Things are not going well for king penguins on planet Earth. The largest breeding population of these flightless birds has already suffered enormously, and soon they may be faced with a challenge that could threaten the survival of their species, new research suggests.

The population of king penguins in question live on the Crozet Prince Edward Islands in the South Indian Ocean. This place is like a penguin Mecca. Some two million breeding pairs of the creatures mate and roost on these islands, raising their chicks, and taking turns hunting for food.

Thing is, that food is concentrated at the “Antarctic Polar Front”, between 186 and 310 miles from the Crozet Islands. At the polar front insane quantities of fish converge in a small area of ocean, making for a rich hunting ground. Unfortunately for king penguins, it often takes months of swimming through frigid waters to arrive at – months just to get a single meal.

A lot of people won’t even drive down the block to pick up groceries, even if they really need them. If the nearest source of food was months away, and required swimming hundreds of miles across dangerous oceans, most of humanity would starve to death.

Simply put: these penguins undergo insane challenges for a beakful of raw fish (watch the Planet Earth segment on these birds – no article could do their journey justice). All in an effort to sustain their chicks and extend their species into the future.

But fate has other plans, it seems. As climate change worsens the Antarctic Polar Front is moving away from the Crozet Islands. Meaning that penguins must swim further and further to find food for their chicks. Chicks that simply can’t wait that long, who starve to death before mom or dad ever gets home from a food run.

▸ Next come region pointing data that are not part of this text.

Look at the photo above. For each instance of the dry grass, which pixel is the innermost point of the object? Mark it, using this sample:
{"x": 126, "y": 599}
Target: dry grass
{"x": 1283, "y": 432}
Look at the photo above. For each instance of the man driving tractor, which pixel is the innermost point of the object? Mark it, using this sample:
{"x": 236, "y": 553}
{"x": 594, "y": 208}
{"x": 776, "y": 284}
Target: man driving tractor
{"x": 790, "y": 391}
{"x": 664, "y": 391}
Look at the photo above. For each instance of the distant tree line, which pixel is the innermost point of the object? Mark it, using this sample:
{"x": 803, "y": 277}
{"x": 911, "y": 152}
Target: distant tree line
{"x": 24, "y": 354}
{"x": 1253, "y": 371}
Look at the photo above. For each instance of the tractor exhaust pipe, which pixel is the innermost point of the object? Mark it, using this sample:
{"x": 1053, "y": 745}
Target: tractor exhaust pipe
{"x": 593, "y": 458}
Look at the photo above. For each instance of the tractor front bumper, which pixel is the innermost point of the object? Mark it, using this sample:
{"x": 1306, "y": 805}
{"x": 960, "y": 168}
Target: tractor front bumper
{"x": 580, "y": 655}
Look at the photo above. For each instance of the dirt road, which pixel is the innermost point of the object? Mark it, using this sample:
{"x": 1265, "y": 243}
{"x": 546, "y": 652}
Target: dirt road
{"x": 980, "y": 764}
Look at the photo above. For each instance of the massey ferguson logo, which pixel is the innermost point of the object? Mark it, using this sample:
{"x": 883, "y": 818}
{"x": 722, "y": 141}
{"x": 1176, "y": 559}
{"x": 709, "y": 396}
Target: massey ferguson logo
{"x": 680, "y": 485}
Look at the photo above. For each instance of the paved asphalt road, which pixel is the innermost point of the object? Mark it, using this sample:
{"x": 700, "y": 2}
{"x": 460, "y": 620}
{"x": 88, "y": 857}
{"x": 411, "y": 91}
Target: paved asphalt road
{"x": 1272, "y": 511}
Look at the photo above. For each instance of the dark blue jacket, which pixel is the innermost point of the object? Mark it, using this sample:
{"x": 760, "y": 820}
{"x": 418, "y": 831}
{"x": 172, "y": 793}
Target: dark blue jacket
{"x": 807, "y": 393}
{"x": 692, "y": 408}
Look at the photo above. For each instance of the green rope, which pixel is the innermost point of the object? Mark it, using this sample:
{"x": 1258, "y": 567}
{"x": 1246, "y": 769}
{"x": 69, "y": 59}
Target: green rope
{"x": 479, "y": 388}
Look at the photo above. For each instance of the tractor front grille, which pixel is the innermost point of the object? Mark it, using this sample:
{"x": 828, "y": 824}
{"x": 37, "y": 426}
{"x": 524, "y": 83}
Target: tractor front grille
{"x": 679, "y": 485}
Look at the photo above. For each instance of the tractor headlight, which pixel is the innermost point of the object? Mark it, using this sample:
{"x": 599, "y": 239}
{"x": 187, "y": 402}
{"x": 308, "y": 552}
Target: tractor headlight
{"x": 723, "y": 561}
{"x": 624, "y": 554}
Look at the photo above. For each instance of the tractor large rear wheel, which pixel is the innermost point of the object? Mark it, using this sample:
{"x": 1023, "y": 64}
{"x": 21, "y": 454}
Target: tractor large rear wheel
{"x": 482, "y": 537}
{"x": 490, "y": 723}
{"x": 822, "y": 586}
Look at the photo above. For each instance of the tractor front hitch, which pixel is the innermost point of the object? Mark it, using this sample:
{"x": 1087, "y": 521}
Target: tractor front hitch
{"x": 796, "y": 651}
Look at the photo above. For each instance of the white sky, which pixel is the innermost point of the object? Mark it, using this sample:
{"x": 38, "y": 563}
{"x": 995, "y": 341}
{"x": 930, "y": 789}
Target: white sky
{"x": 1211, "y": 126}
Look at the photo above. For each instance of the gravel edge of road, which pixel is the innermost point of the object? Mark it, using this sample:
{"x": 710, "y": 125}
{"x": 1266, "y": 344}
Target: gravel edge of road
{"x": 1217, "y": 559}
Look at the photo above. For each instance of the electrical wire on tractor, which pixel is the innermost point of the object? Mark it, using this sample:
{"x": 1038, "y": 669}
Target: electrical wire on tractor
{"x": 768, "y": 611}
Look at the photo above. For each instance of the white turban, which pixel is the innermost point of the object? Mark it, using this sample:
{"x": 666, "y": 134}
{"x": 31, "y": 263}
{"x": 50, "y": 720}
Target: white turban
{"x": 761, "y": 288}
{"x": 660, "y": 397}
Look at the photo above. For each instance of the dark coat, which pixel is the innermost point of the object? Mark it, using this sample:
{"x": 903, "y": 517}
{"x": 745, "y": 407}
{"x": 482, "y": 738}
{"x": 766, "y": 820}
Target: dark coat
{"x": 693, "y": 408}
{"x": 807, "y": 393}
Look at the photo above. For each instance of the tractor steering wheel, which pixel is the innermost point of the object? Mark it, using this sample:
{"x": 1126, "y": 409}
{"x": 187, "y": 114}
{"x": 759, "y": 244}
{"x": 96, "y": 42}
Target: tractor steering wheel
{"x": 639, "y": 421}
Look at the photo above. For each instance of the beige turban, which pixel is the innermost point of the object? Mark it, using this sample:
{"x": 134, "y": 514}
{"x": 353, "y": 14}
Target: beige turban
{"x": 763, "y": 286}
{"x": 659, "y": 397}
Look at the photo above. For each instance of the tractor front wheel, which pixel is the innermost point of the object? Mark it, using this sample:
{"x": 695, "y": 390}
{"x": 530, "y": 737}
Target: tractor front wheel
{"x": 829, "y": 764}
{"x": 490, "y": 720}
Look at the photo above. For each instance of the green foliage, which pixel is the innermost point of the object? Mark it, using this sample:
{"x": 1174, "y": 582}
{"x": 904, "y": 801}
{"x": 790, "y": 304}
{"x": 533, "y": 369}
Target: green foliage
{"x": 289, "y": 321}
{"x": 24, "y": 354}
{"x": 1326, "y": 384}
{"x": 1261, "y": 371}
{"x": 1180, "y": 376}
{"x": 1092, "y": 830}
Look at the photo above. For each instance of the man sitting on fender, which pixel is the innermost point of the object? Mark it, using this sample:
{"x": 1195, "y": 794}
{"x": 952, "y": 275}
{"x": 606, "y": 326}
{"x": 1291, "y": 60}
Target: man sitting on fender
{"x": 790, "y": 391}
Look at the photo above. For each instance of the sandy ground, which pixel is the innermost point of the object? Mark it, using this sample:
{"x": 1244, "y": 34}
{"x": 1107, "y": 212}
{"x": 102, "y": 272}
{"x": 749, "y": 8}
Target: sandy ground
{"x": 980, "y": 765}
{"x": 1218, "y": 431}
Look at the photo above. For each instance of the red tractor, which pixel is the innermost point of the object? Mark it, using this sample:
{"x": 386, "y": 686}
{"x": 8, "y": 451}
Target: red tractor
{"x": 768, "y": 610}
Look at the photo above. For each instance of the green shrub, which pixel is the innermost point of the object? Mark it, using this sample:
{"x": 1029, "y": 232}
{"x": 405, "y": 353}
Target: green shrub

Henri Weimerskirch co-authered a recent paper on these birds, titled, “Massive decline of the world’s largest king penguin colony at Ile aux Cochons, Crozet.” Which used satellite images to measure their declining numbers. Since 1982, this thriving population has shrunk by 88-percent, they found.

Weimerskirch described the situation as, “depressing” in an interview with the Times.

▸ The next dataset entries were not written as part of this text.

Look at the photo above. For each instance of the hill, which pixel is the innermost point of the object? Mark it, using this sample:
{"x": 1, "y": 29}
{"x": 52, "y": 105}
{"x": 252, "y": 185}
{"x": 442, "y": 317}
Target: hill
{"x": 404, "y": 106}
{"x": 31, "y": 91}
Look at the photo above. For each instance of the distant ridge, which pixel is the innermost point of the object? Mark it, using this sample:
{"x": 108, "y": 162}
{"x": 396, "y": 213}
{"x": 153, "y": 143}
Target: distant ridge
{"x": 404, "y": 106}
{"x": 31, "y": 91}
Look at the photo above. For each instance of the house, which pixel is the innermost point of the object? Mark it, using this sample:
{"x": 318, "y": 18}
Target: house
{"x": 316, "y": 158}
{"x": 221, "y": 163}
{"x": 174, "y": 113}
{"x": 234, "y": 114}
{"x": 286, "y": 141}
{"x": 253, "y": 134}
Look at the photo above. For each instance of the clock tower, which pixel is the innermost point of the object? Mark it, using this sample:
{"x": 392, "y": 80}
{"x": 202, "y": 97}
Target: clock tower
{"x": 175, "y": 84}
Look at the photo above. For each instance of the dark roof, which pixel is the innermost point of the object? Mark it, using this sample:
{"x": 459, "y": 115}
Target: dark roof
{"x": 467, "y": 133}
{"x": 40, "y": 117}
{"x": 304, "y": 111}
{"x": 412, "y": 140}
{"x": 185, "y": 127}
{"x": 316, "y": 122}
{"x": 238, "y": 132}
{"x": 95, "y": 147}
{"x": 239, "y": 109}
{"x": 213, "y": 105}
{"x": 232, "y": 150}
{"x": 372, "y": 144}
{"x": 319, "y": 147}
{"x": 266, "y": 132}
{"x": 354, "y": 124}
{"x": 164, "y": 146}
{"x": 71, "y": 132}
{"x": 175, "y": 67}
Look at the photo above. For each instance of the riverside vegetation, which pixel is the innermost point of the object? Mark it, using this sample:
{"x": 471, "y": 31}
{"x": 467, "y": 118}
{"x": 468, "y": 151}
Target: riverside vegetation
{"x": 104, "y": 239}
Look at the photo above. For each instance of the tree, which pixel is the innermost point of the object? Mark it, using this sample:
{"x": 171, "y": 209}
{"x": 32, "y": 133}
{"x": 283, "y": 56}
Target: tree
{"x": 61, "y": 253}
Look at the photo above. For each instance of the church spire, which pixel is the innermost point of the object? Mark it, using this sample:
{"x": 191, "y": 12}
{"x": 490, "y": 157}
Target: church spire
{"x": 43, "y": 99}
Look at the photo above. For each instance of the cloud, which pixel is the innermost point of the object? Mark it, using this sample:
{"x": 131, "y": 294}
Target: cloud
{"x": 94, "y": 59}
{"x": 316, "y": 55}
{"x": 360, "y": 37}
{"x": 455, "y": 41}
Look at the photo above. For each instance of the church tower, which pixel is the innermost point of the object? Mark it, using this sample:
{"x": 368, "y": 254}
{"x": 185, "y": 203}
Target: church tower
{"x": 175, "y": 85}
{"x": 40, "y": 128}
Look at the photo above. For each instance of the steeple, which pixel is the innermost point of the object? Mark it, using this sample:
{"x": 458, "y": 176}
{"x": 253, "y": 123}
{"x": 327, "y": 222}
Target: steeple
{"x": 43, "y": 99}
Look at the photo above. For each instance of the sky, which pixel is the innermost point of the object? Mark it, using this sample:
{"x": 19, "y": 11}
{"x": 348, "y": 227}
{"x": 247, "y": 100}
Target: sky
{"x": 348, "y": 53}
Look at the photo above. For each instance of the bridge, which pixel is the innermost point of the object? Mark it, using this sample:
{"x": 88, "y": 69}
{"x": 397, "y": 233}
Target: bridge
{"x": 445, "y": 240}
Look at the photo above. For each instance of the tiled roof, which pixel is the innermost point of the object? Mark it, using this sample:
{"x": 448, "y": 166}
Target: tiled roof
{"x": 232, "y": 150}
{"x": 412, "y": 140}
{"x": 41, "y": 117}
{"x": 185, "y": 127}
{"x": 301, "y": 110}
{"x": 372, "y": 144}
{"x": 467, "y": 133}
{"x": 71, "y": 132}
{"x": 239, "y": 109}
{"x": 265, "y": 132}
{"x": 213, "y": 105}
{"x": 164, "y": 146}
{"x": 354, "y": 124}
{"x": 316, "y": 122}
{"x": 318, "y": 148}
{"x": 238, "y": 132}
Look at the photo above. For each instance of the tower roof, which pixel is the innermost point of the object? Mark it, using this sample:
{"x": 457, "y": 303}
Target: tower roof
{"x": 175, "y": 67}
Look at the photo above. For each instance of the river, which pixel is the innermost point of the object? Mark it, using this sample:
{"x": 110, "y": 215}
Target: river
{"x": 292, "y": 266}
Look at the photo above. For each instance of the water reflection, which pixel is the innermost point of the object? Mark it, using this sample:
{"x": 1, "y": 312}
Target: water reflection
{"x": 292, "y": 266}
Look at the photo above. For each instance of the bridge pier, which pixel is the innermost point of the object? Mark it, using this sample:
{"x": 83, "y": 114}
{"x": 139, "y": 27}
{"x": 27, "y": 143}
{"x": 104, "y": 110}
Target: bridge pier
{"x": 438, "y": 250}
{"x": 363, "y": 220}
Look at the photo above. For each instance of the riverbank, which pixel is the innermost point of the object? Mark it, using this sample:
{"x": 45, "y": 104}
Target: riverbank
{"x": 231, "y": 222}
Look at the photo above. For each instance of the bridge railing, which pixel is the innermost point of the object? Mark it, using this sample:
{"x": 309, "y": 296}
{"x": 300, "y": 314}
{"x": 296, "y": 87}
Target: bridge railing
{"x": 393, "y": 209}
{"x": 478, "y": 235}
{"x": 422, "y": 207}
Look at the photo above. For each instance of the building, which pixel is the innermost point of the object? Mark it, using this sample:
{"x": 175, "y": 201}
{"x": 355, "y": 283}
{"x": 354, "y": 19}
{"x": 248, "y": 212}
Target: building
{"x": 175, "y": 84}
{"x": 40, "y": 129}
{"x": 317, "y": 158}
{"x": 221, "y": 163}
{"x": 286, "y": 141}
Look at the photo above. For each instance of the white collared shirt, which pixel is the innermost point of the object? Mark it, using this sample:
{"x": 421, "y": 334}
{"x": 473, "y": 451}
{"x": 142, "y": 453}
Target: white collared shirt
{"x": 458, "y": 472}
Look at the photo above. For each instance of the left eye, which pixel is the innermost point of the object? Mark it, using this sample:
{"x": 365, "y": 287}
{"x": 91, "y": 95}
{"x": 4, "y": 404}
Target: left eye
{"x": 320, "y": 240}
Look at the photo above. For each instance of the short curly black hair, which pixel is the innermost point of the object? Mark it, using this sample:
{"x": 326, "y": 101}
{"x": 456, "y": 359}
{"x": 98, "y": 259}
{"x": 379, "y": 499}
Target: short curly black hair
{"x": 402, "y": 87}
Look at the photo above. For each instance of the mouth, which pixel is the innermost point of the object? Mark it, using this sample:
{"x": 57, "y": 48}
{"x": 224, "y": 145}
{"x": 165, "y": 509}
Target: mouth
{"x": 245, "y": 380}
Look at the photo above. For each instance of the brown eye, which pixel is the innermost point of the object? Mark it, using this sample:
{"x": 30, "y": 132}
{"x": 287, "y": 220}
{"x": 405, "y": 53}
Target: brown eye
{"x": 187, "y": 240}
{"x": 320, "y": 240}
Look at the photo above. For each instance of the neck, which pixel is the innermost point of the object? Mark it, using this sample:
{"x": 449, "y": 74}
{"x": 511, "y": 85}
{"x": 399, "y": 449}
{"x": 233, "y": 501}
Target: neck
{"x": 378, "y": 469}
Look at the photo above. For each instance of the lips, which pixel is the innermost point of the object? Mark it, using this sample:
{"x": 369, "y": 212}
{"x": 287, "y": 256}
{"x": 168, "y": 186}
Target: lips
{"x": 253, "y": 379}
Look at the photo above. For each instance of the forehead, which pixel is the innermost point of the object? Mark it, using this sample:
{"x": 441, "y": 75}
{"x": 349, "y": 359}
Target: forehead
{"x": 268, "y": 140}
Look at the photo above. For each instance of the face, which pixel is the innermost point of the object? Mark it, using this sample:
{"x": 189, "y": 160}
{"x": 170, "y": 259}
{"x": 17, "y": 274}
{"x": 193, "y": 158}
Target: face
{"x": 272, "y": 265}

And he’s right – it’s a bummer. Not just for the kings, but for all of life on Earth. Because, the health of these seafaring penguins is a direct reflection of the health of the oceans they hunt in. And when those cute tuxedoed avians start dropping dead in droves, it is not a good sign of what is happening below the surface of the water. Nor is it a hopeful omen for things to come…

“We know that penguin populations will collapse soon,” Céline Le Bohec told The Verge. Le Bohec is an ecologist at the Hubert Curien Multi-disciplinary Institute in France, and co-authored a different study of the same king penguins published in Nature Climate Change. “They are showing us the tip of the iceberg of what is happening in the ecosystems.”

According to Bohoc’s findings, 70-percent of the king penguins (who are still left) will either die off or be forced to relocate in the next 80 years unless drastic steps are taken.

“If no actions aiming at halting or controlling global warming, and the pace of the current human-induced changes – climate change, overfishing – stay the same, the species may disappear in the near future,” she told the Guardian.

Dead penguins might soon litter the once flourishing, penguin-packed Crozet Islands – their bloated black-and-white bodies scattered along those stony beaches like plumed soccer balls.

Of course, the penguins could move to other islands, couldn’t they? They could find new homes on other islands closer to their food source, right? They don’t have to die, do they??

Well, no. To all of those questions. They do not have to die, but they also don’t have a lot of real estate options down there in the frigid southern seas. Sanctuaries like the Crozet Islands, that can sustain millions of breeding pairs of king penguins are few and far between. They don’t really have much of anywhere to go to…

Which leaves an eerie and somewhat forsaken vibe hanging over this situation, and the king penguins of the Crozet Islands. A damnation that seems inescapable.

And one that we are largely responsible for.